When I was a boy in London ‘tosh’, or 'tosher', was a name we used to call out to one another if proper names were not known. “Hey, tosh – what’s the time?” for example. But although the term was probably derogatory we didn’t object to it. Perhaps the original meaning had been forgotten by then! I certainly didn’t know it at the time.

But much later I read an extremely good tale (by Macdonald Hastings, I think, possibly called ‘A glimpse of Arcadia’) involving ‘toshers’.

TOSHER: (from http://www.beerguide.co.uk/quote.htm which has some other interesting stuff too):

‘The sewer-hunters were formerly, and indeed still are, called by the name of toshers, the articles which they pick up in the course of their wanderings along the shore being known among themselves by the general term tosh, a word more particularly applied by them to anything made of copper. These toshers may be seen, especially on the Surrey side of the Thames, habited in long greasy velveteen coats furnished with pockets of vast capacity, and their nether-limbs encased in dirty canvas trowsers, and any old slops of shoes that may be fit only for wading through the mud.’ (Henry Mayhews London Labour and the London Poor 1861)

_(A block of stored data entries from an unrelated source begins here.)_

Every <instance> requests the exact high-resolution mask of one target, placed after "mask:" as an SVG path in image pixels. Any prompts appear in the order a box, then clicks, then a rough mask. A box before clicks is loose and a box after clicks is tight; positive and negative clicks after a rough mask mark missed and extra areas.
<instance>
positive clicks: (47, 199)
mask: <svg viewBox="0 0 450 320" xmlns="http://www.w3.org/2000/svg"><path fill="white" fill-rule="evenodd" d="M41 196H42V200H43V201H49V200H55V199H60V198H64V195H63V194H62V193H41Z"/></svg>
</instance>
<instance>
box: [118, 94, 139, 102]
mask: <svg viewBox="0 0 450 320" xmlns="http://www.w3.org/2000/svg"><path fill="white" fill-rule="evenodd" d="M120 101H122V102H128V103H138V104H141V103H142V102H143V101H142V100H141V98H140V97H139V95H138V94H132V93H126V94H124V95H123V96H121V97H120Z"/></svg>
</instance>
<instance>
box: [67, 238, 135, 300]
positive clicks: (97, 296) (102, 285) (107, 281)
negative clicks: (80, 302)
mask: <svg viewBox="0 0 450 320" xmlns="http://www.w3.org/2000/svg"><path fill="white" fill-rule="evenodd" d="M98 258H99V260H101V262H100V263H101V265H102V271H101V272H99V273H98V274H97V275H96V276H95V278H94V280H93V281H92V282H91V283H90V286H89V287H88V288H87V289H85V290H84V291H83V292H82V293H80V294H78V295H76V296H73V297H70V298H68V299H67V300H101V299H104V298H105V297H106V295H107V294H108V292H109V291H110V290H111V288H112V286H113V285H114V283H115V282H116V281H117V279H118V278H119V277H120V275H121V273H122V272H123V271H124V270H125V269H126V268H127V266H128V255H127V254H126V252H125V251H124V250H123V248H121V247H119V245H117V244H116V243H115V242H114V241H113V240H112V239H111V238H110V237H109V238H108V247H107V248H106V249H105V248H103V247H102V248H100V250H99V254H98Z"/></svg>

One who, on the Thames, steals copper from ships' bottoms (Admiral William Smyth's Sailor's Word-Book 1867)


It seems amazing that the name should have hung on so long in schoolboy vernacular.

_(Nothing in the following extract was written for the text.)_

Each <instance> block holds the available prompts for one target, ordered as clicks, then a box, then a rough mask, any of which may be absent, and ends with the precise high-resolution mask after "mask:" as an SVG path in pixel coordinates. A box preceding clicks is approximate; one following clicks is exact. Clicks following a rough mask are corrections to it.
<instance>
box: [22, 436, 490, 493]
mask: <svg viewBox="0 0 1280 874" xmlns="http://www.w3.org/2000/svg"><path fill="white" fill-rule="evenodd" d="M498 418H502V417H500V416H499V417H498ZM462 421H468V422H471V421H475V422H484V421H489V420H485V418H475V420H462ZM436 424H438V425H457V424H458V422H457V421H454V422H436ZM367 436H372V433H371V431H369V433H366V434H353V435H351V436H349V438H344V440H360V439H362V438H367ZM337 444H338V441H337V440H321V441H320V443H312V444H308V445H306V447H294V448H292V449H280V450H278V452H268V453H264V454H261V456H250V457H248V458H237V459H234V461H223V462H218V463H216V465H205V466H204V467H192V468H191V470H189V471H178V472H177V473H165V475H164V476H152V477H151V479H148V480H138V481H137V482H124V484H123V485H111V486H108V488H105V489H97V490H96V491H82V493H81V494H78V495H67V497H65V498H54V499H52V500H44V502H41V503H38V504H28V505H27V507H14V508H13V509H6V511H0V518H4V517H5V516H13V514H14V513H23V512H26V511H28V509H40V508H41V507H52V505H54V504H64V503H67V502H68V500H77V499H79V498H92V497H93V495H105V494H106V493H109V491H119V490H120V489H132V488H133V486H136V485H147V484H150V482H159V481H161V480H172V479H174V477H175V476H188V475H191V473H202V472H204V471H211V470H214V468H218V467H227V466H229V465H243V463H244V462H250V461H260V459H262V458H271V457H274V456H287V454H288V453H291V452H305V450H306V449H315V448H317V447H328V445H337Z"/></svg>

In fact, toshers would climb up the sewers in search of valuable metals and coins. This heavier material would be caught in pockets in the sewer floor and toshers would have their own secret spots where they knew they stood a chance of a lucky find. This was quite a dangerous occupation as they could be swept away and drowned if a sluice was opened while they were still underground.